The distinction between the God-given reality that each human being, as created in the image and likeness of God, is always a subject, an end and not a means, and the fallenness in this world which seeks to seduce us into a view that the only subject is me, and all others are objects, is as old as sin. It is a distinction which our culture has blurred. We have been desensitized. What would fifty years ago have been considered pornographic is now mainstream in a prime time TV commercial. Many experience the increased need for stimulation, and so we see a ready (and self-reinforcing) market for often violent video games, music founded only in rhythm, the need to continually surf the internet and social media, movies and TV shows which revel in violence … the list can go on! Many have been not only desensitized but now no longer know how to recognize beauty, what it is. Their worldview has become one of objects only, and it is up to us to participate in how God reveals Himself as the supreme subject.

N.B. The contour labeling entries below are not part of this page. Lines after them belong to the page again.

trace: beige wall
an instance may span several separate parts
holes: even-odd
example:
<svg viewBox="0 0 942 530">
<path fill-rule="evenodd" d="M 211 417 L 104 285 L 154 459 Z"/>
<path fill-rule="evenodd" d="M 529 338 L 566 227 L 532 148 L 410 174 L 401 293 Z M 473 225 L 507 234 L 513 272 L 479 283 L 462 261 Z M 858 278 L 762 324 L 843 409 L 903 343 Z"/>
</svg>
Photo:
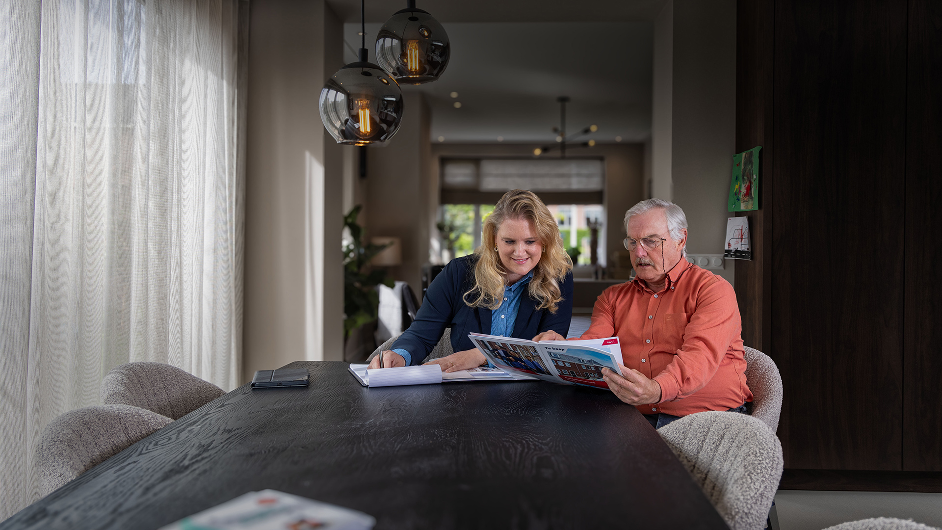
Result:
<svg viewBox="0 0 942 530">
<path fill-rule="evenodd" d="M 317 94 L 342 66 L 323 0 L 252 0 L 247 117 L 244 379 L 342 358 L 342 151 Z"/>
<path fill-rule="evenodd" d="M 723 254 L 736 149 L 735 0 L 668 2 L 655 21 L 655 59 L 653 196 L 684 208 L 689 253 Z M 665 81 L 658 72 L 668 64 Z M 658 127 L 668 117 L 670 127 Z M 732 284 L 735 263 L 714 272 Z"/>
<path fill-rule="evenodd" d="M 536 147 L 539 144 L 434 143 L 431 145 L 434 174 L 437 177 L 442 157 L 527 157 Z M 609 252 L 607 262 L 610 263 L 611 252 L 623 248 L 625 211 L 644 198 L 644 144 L 599 143 L 591 149 L 572 148 L 566 153 L 574 157 L 605 158 L 605 238 Z"/>
<path fill-rule="evenodd" d="M 367 148 L 364 184 L 366 237 L 395 236 L 402 240 L 402 264 L 390 267 L 393 278 L 409 282 L 421 296 L 421 268 L 429 260 L 430 145 L 431 115 L 425 95 L 404 91 L 398 132 L 385 145 Z"/>
<path fill-rule="evenodd" d="M 674 0 L 668 0 L 654 21 L 653 88 L 651 91 L 652 197 L 670 201 L 674 94 Z"/>
</svg>

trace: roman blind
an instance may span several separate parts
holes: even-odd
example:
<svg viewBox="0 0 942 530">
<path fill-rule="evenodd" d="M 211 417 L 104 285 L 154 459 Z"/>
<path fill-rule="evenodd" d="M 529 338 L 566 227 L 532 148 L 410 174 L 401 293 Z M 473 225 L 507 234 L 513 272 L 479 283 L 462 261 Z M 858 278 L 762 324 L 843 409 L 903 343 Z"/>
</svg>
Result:
<svg viewBox="0 0 942 530">
<path fill-rule="evenodd" d="M 506 191 L 529 190 L 546 204 L 601 204 L 600 158 L 443 158 L 442 204 L 494 204 Z"/>
</svg>

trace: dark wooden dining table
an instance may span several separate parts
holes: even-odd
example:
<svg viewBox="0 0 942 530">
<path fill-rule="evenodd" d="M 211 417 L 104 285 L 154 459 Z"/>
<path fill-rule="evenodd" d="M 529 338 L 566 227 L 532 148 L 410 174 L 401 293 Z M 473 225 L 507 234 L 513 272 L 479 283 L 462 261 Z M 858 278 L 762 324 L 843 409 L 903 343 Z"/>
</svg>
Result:
<svg viewBox="0 0 942 530">
<path fill-rule="evenodd" d="M 240 387 L 0 529 L 159 528 L 272 489 L 376 528 L 727 528 L 648 422 L 611 392 L 541 381 Z"/>
</svg>

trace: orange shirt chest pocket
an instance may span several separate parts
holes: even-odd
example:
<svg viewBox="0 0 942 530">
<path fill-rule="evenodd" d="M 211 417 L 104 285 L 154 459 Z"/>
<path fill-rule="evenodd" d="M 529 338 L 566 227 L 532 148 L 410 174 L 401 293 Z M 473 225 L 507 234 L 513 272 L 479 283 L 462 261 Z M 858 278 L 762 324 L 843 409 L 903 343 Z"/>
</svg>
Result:
<svg viewBox="0 0 942 530">
<path fill-rule="evenodd" d="M 690 323 L 689 313 L 667 313 L 664 315 L 664 325 L 660 329 L 665 346 L 672 354 L 684 345 L 684 330 Z"/>
</svg>

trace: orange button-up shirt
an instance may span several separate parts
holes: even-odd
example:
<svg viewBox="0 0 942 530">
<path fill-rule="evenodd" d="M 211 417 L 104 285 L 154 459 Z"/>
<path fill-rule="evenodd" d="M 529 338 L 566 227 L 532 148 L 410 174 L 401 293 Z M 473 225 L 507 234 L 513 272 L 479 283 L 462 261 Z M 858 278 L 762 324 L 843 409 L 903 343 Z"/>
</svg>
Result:
<svg viewBox="0 0 942 530">
<path fill-rule="evenodd" d="M 741 330 L 733 286 L 681 259 L 659 292 L 638 278 L 605 290 L 581 339 L 617 336 L 622 364 L 660 384 L 642 414 L 686 416 L 753 400 Z"/>
</svg>

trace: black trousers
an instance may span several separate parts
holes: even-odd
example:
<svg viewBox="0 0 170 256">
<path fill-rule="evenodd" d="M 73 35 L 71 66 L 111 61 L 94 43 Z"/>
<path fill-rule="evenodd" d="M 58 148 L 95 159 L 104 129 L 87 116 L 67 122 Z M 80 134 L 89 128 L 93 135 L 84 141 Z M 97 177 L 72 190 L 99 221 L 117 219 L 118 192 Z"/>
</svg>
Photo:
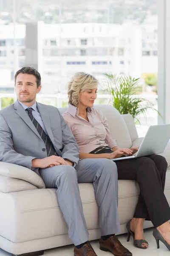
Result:
<svg viewBox="0 0 170 256">
<path fill-rule="evenodd" d="M 102 150 L 99 153 L 111 152 Z M 167 166 L 165 158 L 153 154 L 115 163 L 119 180 L 138 183 L 140 193 L 133 217 L 151 221 L 155 227 L 170 220 L 170 208 L 164 193 Z"/>
<path fill-rule="evenodd" d="M 118 179 L 135 180 L 140 193 L 134 218 L 151 221 L 155 227 L 170 219 L 170 208 L 164 193 L 167 162 L 159 155 L 115 161 Z"/>
</svg>

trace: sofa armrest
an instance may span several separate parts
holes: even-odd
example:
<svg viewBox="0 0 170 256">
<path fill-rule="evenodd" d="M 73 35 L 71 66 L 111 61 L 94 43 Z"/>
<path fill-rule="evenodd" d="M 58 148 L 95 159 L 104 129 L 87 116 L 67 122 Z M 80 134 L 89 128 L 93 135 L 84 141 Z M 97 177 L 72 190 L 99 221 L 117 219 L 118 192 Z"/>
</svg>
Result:
<svg viewBox="0 0 170 256">
<path fill-rule="evenodd" d="M 132 142 L 138 138 L 138 135 L 134 119 L 132 115 L 126 114 L 122 115 L 122 116 L 126 123 Z"/>
<path fill-rule="evenodd" d="M 167 169 L 170 169 L 170 140 L 169 141 L 164 152 L 159 154 L 165 158 L 167 163 Z"/>
<path fill-rule="evenodd" d="M 30 169 L 16 164 L 0 162 L 0 175 L 25 180 L 39 189 L 45 188 L 39 175 Z"/>
</svg>

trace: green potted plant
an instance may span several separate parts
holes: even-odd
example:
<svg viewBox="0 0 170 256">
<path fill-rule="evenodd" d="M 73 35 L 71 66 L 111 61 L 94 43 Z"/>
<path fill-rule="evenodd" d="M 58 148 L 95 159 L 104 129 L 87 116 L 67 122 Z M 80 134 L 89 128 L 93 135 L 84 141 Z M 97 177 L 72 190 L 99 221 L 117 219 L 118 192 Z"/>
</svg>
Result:
<svg viewBox="0 0 170 256">
<path fill-rule="evenodd" d="M 104 74 L 103 84 L 105 90 L 109 94 L 112 105 L 121 114 L 130 114 L 137 122 L 140 122 L 137 116 L 141 113 L 146 116 L 149 108 L 156 111 L 153 105 L 147 100 L 135 97 L 138 94 L 141 78 L 132 78 L 130 76 Z"/>
</svg>

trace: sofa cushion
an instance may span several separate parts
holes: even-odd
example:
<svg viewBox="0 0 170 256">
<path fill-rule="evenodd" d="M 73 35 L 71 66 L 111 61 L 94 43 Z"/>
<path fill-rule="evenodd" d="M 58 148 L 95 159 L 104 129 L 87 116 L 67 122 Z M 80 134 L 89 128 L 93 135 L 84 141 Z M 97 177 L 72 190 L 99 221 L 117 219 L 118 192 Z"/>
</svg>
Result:
<svg viewBox="0 0 170 256">
<path fill-rule="evenodd" d="M 116 139 L 119 148 L 130 148 L 132 141 L 126 123 L 119 111 L 109 105 L 95 105 L 94 108 L 102 111 L 106 116 L 113 139 Z M 67 108 L 59 108 L 61 113 Z"/>
<path fill-rule="evenodd" d="M 25 180 L 38 189 L 45 188 L 39 175 L 30 169 L 16 164 L 0 162 L 0 175 Z"/>
<path fill-rule="evenodd" d="M 37 188 L 31 183 L 0 175 L 0 191 L 4 193 L 17 192 L 28 189 L 35 189 Z"/>
</svg>

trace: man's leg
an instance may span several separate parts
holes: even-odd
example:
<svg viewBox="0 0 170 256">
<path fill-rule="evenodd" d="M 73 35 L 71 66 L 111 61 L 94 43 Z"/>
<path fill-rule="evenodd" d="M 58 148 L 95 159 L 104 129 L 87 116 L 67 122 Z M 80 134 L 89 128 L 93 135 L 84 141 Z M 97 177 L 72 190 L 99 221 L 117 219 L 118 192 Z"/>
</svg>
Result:
<svg viewBox="0 0 170 256">
<path fill-rule="evenodd" d="M 76 168 L 79 183 L 93 183 L 99 208 L 101 235 L 121 232 L 117 209 L 118 192 L 117 168 L 108 159 L 82 159 Z"/>
<path fill-rule="evenodd" d="M 68 236 L 75 245 L 88 239 L 76 172 L 68 165 L 40 169 L 47 188 L 56 189 L 59 204 L 68 227 Z"/>
</svg>

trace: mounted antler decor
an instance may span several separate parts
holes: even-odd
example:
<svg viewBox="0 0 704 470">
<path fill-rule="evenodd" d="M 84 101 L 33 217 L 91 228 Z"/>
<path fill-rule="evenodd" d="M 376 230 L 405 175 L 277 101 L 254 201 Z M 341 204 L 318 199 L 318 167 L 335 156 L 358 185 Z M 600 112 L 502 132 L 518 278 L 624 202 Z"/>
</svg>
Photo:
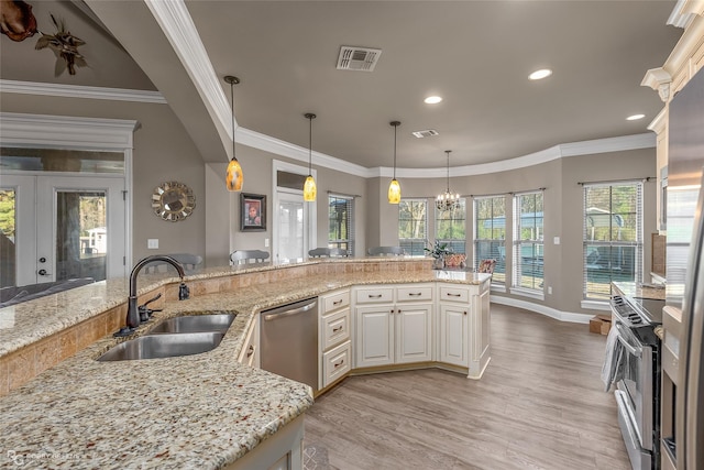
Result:
<svg viewBox="0 0 704 470">
<path fill-rule="evenodd" d="M 88 65 L 84 56 L 78 53 L 78 46 L 86 44 L 86 42 L 66 31 L 63 20 L 59 23 L 53 14 L 50 14 L 50 17 L 52 17 L 52 21 L 56 26 L 56 34 L 42 33 L 42 37 L 38 39 L 34 48 L 48 47 L 54 51 L 54 54 L 56 54 L 55 76 L 62 75 L 66 68 L 68 68 L 68 74 L 76 75 L 76 66 L 85 67 Z"/>
<path fill-rule="evenodd" d="M 0 32 L 12 41 L 24 41 L 36 33 L 32 6 L 22 0 L 0 0 Z"/>
</svg>

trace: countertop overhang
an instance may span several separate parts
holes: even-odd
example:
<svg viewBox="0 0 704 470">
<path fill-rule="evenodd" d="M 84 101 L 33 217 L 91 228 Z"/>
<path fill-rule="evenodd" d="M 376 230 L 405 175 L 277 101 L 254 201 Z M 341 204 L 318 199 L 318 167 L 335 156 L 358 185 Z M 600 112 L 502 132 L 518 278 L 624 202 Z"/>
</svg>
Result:
<svg viewBox="0 0 704 470">
<path fill-rule="evenodd" d="M 211 269 L 186 281 L 331 262 Z M 256 313 L 352 285 L 435 281 L 481 284 L 491 277 L 455 271 L 365 271 L 364 264 L 370 262 L 354 259 L 334 263 L 361 263 L 362 269 L 268 283 L 254 281 L 239 289 L 196 293 L 188 300 L 167 302 L 163 311 L 132 336 L 147 332 L 161 319 L 188 313 L 237 313 L 222 342 L 212 351 L 180 358 L 98 362 L 97 357 L 125 340 L 108 336 L 44 371 L 0 397 L 0 447 L 6 452 L 2 457 L 8 462 L 8 451 L 35 457 L 25 460 L 31 463 L 29 467 L 221 468 L 254 449 L 314 402 L 308 385 L 238 362 L 245 331 Z M 169 275 L 140 277 L 140 293 L 178 282 Z M 8 315 L 8 309 L 14 316 L 10 328 L 6 323 L 0 329 L 0 357 L 124 303 L 127 280 L 74 291 L 0 310 L 0 318 L 6 318 L 2 316 Z M 37 318 L 46 323 L 32 328 L 29 323 Z M 14 337 L 9 348 L 4 341 L 8 337 Z M 42 461 L 42 456 L 57 456 L 59 460 Z"/>
</svg>

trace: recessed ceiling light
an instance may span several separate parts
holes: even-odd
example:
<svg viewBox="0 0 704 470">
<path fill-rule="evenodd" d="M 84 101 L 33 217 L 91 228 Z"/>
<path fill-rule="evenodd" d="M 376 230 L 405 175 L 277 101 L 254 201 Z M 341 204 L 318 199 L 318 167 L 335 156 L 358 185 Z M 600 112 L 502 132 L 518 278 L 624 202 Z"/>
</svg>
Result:
<svg viewBox="0 0 704 470">
<path fill-rule="evenodd" d="M 543 78 L 549 77 L 550 75 L 552 75 L 551 69 L 541 68 L 540 70 L 536 70 L 532 74 L 528 75 L 528 78 L 530 78 L 531 80 L 541 80 Z"/>
</svg>

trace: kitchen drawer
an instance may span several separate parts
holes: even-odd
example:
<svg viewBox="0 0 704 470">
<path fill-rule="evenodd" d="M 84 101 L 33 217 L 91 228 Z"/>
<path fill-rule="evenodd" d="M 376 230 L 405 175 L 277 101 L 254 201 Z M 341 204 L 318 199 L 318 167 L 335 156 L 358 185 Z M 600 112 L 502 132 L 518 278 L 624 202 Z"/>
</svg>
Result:
<svg viewBox="0 0 704 470">
<path fill-rule="evenodd" d="M 333 346 L 338 346 L 350 339 L 350 309 L 344 308 L 333 314 L 323 315 L 321 325 L 321 348 L 323 351 L 327 351 Z"/>
<path fill-rule="evenodd" d="M 350 305 L 349 289 L 326 295 L 322 298 L 322 313 L 324 315 L 329 311 L 337 310 L 338 308 L 346 307 L 348 305 Z"/>
<path fill-rule="evenodd" d="M 470 302 L 470 291 L 461 287 L 441 285 L 440 300 L 461 302 L 466 304 Z"/>
<path fill-rule="evenodd" d="M 350 372 L 352 342 L 345 341 L 322 354 L 322 386 L 326 387 Z"/>
<path fill-rule="evenodd" d="M 418 286 L 404 286 L 396 289 L 398 302 L 432 300 L 432 286 L 419 284 Z"/>
<path fill-rule="evenodd" d="M 394 302 L 394 288 L 393 287 L 372 287 L 360 288 L 356 291 L 358 304 L 391 304 Z"/>
</svg>

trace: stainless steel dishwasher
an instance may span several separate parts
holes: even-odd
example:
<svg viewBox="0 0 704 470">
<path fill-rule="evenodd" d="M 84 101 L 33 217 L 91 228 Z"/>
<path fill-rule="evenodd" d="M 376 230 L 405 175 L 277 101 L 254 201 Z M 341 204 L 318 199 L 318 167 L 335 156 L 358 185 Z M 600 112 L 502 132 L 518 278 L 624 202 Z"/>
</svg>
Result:
<svg viewBox="0 0 704 470">
<path fill-rule="evenodd" d="M 318 297 L 262 310 L 262 369 L 318 390 Z"/>
</svg>

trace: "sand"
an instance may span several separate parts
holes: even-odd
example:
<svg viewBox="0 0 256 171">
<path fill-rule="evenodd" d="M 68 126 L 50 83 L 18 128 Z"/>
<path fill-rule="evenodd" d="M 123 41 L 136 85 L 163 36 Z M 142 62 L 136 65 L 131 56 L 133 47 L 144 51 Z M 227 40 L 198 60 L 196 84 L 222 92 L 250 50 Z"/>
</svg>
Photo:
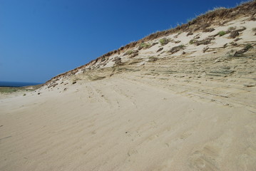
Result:
<svg viewBox="0 0 256 171">
<path fill-rule="evenodd" d="M 0 94 L 0 170 L 256 170 L 255 24 L 169 35 L 167 45 L 115 53 L 26 95 Z M 189 43 L 242 26 L 237 45 L 227 34 Z"/>
<path fill-rule="evenodd" d="M 253 170 L 256 115 L 119 76 L 0 103 L 1 170 Z"/>
</svg>

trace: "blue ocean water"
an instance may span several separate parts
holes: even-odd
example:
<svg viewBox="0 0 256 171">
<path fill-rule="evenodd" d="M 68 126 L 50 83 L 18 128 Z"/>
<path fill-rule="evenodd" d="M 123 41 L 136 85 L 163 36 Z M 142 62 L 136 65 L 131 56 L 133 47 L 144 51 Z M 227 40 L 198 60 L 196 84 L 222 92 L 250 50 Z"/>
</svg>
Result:
<svg viewBox="0 0 256 171">
<path fill-rule="evenodd" d="M 41 84 L 41 83 L 24 83 L 24 82 L 9 82 L 0 81 L 0 87 L 23 87 L 28 86 L 35 86 Z"/>
</svg>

The words of prayer and Scripture—music—the visual language of sign and symbol and color—the experience of all of the senses in worship: this totality is language in which God reveals Himself. And, this is much of who we are as a parish church in this place at this time. We are called to reach out, to testify, to share, to embody the beauty of holiness, and to walk alongside those who have experienced being objectified, that they might with us experience the “gaze upon God’s face” which is the beauty of creation revealed to those with eyes to see.